Your 1-Week-Old Baby’s Milestones & Development

Congrats! You just had a baby! The first week of your baby’s life may be a time of tremendous joy, but also a fair amount of uncertainty. This is normal: you have never been a parent to this little one before, and there are bound to be some growing pains. Keep in mind that just as you are getting to know your baby, your baby is making a huge transition too. They’ve never experienced life outside the womb before, and this adjustment is a big deal for them.

“Babies this age are transitioning to the rhythms of their new environment while eating, sleeping, and being held,” explains Natasha Burgert, MD, pediatrician and Philips Avent Spokesperson.

It’s common to have many questions during the first week of your baby’s life. You’ll have questions about everything from how many hours your baby should sleep, to whether your baby’s poop is the right color. (Yes,  you will spend an embarrassing amount of time scrutinizing your baby’s diapers!)

Read on for more information about your baby’s growth and development, what to expect when it comes to eating and sleeping, and some parent-approved tips for baby care and safety.

At This Age

  • Development: Your baby will be acclimating to the world around them, and concentrating on learning how to feed successfully.
  • Sleep: You can expect your baby to sleep most of the day at this age—enjoy it while you can.
  • Food: Your baby has a lot of feeding to do in this first week, and may take in smaller, more frequent meals.
1 week old baby development and milestones
Illustration by Josh Seong, Verywell

1-Week-Old Baby Development

Your baby’s main job at 1 week is to adjust to life outside the womb, to learn how to suckle at the breast or bottle, and get lots of snuggle time with their loved ones.

At this age, your baby’s movements and reactions are mostly based on involuntary, inborn reflexes.
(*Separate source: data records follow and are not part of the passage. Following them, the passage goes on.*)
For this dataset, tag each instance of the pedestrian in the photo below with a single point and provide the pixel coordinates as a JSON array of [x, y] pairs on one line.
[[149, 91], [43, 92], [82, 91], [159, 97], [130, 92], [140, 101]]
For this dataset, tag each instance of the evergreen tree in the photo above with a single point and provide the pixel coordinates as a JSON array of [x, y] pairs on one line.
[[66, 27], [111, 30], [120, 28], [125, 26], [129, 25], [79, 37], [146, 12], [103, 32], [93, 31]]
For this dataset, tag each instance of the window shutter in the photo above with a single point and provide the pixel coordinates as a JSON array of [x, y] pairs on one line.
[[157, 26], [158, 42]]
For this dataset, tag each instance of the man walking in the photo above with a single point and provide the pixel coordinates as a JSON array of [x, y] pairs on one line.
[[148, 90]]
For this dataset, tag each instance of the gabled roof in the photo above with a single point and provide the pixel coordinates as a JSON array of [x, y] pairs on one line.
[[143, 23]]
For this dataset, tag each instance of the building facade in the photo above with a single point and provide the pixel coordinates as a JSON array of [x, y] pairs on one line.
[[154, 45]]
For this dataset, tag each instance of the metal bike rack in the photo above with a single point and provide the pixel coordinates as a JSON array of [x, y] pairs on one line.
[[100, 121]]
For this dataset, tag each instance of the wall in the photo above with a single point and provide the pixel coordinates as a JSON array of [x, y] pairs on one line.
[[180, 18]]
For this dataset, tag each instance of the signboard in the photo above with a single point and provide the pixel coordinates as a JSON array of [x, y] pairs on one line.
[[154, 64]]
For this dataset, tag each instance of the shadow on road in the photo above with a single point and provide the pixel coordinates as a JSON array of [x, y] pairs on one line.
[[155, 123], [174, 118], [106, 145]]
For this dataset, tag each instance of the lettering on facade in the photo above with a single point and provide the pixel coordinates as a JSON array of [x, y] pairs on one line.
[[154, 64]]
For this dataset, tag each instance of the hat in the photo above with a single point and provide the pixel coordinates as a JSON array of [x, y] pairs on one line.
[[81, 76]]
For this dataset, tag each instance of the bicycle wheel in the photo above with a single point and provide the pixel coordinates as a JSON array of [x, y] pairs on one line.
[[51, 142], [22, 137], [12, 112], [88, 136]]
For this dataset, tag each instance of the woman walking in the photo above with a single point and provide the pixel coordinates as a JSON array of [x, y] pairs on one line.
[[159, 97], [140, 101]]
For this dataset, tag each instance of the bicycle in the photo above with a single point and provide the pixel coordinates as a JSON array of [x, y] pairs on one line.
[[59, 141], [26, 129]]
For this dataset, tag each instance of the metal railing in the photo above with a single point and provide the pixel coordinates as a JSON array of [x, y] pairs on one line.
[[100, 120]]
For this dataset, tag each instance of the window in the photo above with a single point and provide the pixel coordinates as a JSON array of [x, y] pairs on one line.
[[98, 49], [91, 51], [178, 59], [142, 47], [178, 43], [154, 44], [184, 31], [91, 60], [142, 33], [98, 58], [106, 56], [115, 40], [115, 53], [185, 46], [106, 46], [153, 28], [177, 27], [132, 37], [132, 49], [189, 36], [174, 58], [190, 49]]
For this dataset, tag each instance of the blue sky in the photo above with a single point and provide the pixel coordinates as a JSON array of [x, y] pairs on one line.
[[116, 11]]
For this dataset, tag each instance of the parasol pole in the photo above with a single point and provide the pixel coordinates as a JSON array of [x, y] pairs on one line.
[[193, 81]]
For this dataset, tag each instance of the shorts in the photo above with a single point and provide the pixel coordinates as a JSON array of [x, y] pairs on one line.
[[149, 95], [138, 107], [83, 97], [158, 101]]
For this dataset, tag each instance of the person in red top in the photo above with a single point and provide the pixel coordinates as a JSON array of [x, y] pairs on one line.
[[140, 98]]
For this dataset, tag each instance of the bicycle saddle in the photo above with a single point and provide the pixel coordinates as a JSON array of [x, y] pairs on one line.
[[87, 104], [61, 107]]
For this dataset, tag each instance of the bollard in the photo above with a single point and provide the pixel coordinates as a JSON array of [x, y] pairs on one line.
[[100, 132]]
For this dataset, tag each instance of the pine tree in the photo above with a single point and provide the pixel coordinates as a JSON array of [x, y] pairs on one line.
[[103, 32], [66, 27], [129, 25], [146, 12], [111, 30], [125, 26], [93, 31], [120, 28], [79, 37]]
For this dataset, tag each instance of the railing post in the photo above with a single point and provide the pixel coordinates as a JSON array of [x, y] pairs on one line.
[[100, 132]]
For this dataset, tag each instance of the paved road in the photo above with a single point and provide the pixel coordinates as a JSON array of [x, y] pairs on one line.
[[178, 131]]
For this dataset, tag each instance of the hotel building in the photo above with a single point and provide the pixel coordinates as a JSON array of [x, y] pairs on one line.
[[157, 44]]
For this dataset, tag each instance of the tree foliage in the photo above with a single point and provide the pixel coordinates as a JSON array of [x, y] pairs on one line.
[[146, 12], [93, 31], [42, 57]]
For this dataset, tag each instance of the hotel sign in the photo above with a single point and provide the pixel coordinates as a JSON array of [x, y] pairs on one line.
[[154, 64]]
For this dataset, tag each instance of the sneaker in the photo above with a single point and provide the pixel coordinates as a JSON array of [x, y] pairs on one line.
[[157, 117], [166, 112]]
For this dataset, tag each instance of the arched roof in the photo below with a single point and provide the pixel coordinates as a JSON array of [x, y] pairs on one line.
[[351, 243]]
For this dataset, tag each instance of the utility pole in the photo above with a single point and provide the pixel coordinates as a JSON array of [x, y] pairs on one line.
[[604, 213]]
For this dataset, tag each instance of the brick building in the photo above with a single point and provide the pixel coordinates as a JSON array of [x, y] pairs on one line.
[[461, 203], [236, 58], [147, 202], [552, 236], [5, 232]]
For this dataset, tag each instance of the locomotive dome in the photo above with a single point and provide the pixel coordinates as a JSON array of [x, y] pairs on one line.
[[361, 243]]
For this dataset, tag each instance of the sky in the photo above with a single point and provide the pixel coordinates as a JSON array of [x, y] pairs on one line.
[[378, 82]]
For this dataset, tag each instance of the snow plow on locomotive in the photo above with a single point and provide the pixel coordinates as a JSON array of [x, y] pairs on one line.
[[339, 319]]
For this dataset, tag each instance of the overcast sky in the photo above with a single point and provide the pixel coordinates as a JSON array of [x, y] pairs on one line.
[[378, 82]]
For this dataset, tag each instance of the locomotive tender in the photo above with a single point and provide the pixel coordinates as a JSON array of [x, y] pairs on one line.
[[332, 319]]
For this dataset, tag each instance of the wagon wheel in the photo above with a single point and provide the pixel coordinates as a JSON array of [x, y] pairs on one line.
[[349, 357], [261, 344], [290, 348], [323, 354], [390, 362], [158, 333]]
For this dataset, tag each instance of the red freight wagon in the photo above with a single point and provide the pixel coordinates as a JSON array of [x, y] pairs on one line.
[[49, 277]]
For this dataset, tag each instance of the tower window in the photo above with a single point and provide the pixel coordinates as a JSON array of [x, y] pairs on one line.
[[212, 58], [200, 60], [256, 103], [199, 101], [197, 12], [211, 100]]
Babies are born with several notable reflexes, including the rooting reflex, the suckling reflex, the grasping reflex, the “stepping” reflex, and the startle reflex.

You can see some of these reflexes at work when you feed your baby. Touch their cheek or mouth and they will automatically root around, looking for the breast or bottle. Place a nipple or finger in their mouth and they will start suckling. Pretty amazing, huh?

Your baby’s vision is still a little blurry, and they can only focus on objects in close range. As such, your baby relies heavily on their keen sense of smell and touch more than anything right now, so try to fit in as much skin-to-skin time with your baby as possible.

In general, your baby will do a whole lot of sleeping. They’ll spend up to 17 hours in sweet slumber. In fact, their life is basically eating and sleeping at this point. Don’t worry, that’s totally normal! You can take advantage of this down time to get some extra snoozing in yourself. Just make sure to place your baby in a safe place, such as a bassinet or crib—and always put your baby to sleep on their back.

You may notice that your baby has some irregular breathing patterns—with quick starts and stops—while they are sleeping. This is normal, but can be concerning when you see it for the first time. Always reach out to your pediatrician if you have any questions about your baby’s breathing or sleep patterns.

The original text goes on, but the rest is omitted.